DETROIT (Reuters) - U.S. auto sales plunged in June to a 15-year low, but a month-end clearance sale helped General Motors Corp GM.N retain its No. 1 spot and steer clear of the wipeout many had feared, sending its shares higher.
Record gas prices and declining trade-in values for big trucks and SUVs hit truck sales hard while major automakers, including Toyota Motor Corp 7203.T, struggled to keep up with demand for some popular smaller cars and hybrids.
GM was the industry’s main surprise after a sale featuring zero percent financing for six years allowed the U.S. automaker to avoid losing sales leadership in the month to Toyota.
In a reversal of recent trends, Toyota trailed GM in June with a 21-percent sales decline, reflecting a 31-percent drop in sales of its trucks like the Tundra pickup.
Equally damaging, sales of Toyota’s hybrids including the market-leading Prius hybrid dropped 27 percent as dealer inventory ran short of demand.
“GM was better than expected, and it looks like Toyota missed a big opportunity in the month,” said Jesse Toprak, an analyst with industry-tracking Web site Edmunds.com.
Ford Motor Co F.N sales were down 28 percent, while Chrysler LLC sales fell 36 percent, the weakest result in the industry. Now controlled by Cerberus Capital Management CBS.UL, the privately held automaker relies on light trucks for almost 70 percent of its sales.
By contrast, Honda Motor Co 7267.T, which boasts the most fuel-efficient vehicle line-up among major automakers, bucked the downturn and posted a 1 percent sales gain.
Sales for Nissan Motor Co 7201.T dropped 18 percent.
The sales rate for light vehicles dropped to 13.6 million units on an annualized and seasonally adjusted basis, down from 15.7 million a year earlier, according to tracking firm Autodata Corp. It was the weakest month since August 1993.
Most analysts and major automakers now expect full-year U.S. sales to end up near 15 million units, down from 16.15 million in 2007 because of the devastated U.S. housing market, high gas prices and weak consumer confidence.
GM SALES IN SPOTLIGHT
On the adjusted basis tracked by Wall Street analysts and investors, GM’s sales were down 8 percent. Analysts, on average, had expected a decline of more than 15 percent, according to a compilation of forecasts.
June had three fewer sales days than the same month a year earlier, leading to a difference of about 10 percentage points between adjusted and nonadjusted figures.
GM shares, which touched a 54-year-low on Monday and have been trending lower for two months, rose as much as 15 percent on the June sales figures, pulling the broader U.S. equity market higher.
The stock, which has lost half its value since the end of April, finished up 2.17 percent at $11.75.
Analysts said GM’s more modest sales decline in June showed that its incentive program had succeeded. GM has avoided such a strategy in recent years because it cuts into profit margins and can rob sales from future months.

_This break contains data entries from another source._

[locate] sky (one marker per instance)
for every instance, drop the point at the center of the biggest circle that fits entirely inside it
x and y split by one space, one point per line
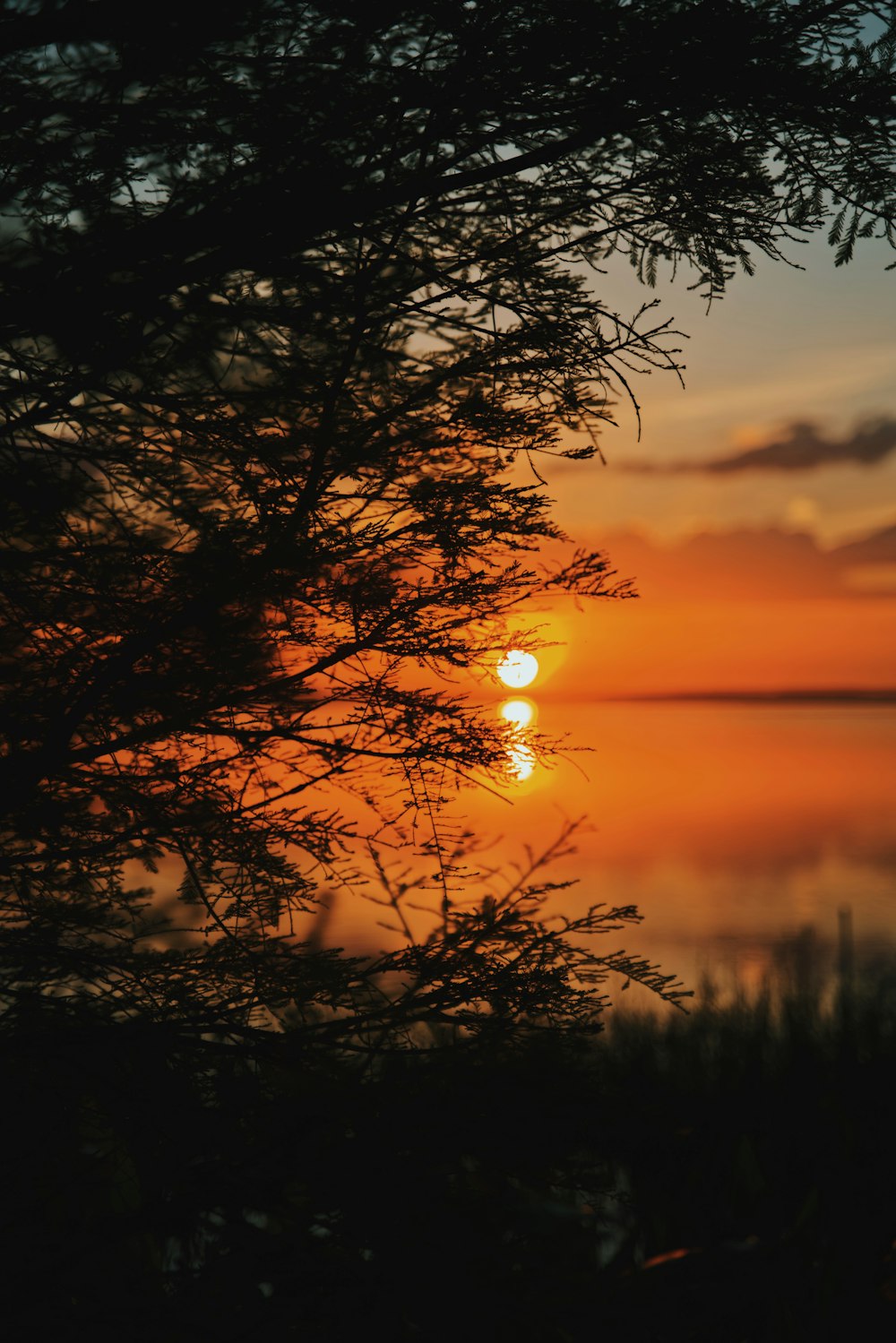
756 513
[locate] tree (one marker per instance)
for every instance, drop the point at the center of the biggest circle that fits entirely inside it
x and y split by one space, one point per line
297 309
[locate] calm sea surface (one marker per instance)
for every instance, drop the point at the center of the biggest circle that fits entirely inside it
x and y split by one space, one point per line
734 828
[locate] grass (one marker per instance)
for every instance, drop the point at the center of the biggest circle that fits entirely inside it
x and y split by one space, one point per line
726 1176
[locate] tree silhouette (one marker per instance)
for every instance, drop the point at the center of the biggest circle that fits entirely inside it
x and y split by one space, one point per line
289 300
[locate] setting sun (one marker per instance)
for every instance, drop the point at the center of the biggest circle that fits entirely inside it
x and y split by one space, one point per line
517 669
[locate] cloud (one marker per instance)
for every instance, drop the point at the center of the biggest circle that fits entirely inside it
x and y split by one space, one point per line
761 563
801 449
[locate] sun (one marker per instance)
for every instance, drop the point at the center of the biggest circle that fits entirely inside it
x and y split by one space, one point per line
517 669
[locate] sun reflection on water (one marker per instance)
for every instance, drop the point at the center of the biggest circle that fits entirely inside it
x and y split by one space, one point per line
519 715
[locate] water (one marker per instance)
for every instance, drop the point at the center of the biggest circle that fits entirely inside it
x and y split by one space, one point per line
734 828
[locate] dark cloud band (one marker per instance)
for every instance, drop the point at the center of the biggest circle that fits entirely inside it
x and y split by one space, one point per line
801 449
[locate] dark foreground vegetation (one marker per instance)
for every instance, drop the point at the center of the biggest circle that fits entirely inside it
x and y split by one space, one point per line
726 1175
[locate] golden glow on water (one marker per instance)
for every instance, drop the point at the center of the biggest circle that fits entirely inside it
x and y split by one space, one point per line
517 669
519 713
520 762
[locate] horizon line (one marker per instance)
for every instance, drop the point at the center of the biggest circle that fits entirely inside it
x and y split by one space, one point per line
798 694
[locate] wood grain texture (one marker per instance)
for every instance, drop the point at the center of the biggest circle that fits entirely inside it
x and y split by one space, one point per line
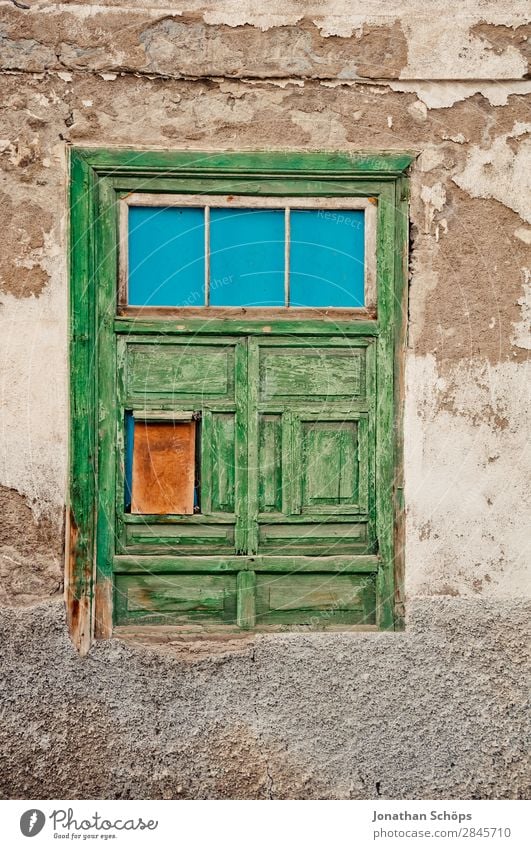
163 468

GM sales chief Mark LaNeve said the month-end June promotion had cost the automaker an additional $400 on the average vehicle.
“It was six days long and really helped build dealer and customer momentum,” LaNeve said.
AND NOW?
An urgent question for creditors and investors has been whether the cash-strapped U.S. auto industry is headed for even weaker sales in the second half of the year.
George Magliano, an analyst with Global Insight, said he sees no sign that the United States, largest market in the world for cars and light trucks, had hit bottom in June.
He said that although overall sales had topped the most bearish expectations, “they are still disappointing and disconcerting.”
“The bottom line is the selling rate in June is weaker than May, and May was not a good month,” he said.
Magliano, who expects U.S. auto sales to be 14.4 million units this year, cut his forecast for next year to 14.2 million units.
Ford’s marketing chief Jim Farley pointed out that consumer fundamentals and confidence had deteriorated in the first half of the year and added, “The economy enters the second half of the year with a notable absence of momentum and a high degree of uncertainty.”